From UCLA Newsroom:
Plants all over the world are more sensitive to drought than many experts realized, according to a new study by scientists at UCLA and China’s Xishuangbanna Tropical Botanical Garden. The research will improve predictions of which plant species will survive the increasingly intense droughts associated with global climate change.
The research is reported online by Ecology Letters and will be published in an upcoming print edition.
Predicting how plants will respond to climate change is crucial for their conservation. But good predictions require an understanding of plants’ ability to acclimate to environmental changes, or their “plasticity.” All organisms show some degree of plasticity, but because they’re stationary, plants are especially dependent on this ability.
“Plants are masters of plasticity, changing their size, branching patterns, leaf colors and even their internal biochemistry to adjust to changes in climate,” said Lawren Sack, a professor of ecology and evolutionary biology in the UCLA College and the study’s senior author.

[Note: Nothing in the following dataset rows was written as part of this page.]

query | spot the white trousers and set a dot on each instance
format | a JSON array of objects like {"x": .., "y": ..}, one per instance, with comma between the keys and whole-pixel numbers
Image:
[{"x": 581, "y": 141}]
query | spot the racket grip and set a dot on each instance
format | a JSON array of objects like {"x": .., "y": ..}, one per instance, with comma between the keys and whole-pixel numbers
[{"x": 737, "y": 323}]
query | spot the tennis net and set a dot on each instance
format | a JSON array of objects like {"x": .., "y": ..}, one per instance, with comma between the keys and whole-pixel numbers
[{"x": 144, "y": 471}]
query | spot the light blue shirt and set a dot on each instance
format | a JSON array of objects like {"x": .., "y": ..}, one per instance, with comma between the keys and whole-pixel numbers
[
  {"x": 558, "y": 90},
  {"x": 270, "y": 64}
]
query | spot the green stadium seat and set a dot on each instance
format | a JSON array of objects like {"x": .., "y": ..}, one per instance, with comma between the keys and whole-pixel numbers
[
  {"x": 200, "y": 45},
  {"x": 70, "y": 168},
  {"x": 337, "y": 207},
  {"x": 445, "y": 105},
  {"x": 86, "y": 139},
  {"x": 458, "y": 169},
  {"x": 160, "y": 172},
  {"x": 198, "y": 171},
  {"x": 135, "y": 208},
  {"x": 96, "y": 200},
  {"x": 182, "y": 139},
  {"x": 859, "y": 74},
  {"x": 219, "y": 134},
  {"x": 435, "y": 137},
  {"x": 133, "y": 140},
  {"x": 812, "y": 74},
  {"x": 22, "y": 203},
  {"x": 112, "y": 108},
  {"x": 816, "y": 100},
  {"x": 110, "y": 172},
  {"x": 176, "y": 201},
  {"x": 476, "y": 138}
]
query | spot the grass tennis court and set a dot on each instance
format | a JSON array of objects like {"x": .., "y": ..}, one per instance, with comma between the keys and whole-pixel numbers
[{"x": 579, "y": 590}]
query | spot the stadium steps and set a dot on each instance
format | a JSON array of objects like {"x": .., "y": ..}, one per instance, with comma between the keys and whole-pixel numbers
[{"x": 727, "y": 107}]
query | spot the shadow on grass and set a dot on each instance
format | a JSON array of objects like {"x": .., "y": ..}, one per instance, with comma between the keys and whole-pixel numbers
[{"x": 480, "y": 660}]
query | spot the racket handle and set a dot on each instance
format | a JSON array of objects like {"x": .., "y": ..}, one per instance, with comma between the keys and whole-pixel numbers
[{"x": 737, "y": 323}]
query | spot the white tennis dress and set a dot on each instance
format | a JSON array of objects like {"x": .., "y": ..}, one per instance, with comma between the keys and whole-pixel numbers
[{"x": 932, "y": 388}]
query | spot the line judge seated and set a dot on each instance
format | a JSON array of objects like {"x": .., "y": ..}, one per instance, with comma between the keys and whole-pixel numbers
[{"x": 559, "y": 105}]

Little has been known about the degree to which plastic changes might allow plants to endure worsening droughts.
“Plants have evolved this amazing ability to sync with their environment, but they are facing their limits,” said Megan Bartlett, a UCLA doctoral student in ecology and evolutionary biology and the study’s lead author.
Compiling and analyzing data for numerous species from various ecosystems around the world, Bartlett found that most species accumulate salts in their cell sap to fine-tune their tolerance to seasonal changes in rainfall. But that adjustment only provides a relatively narrow degree of additional drought tolerance.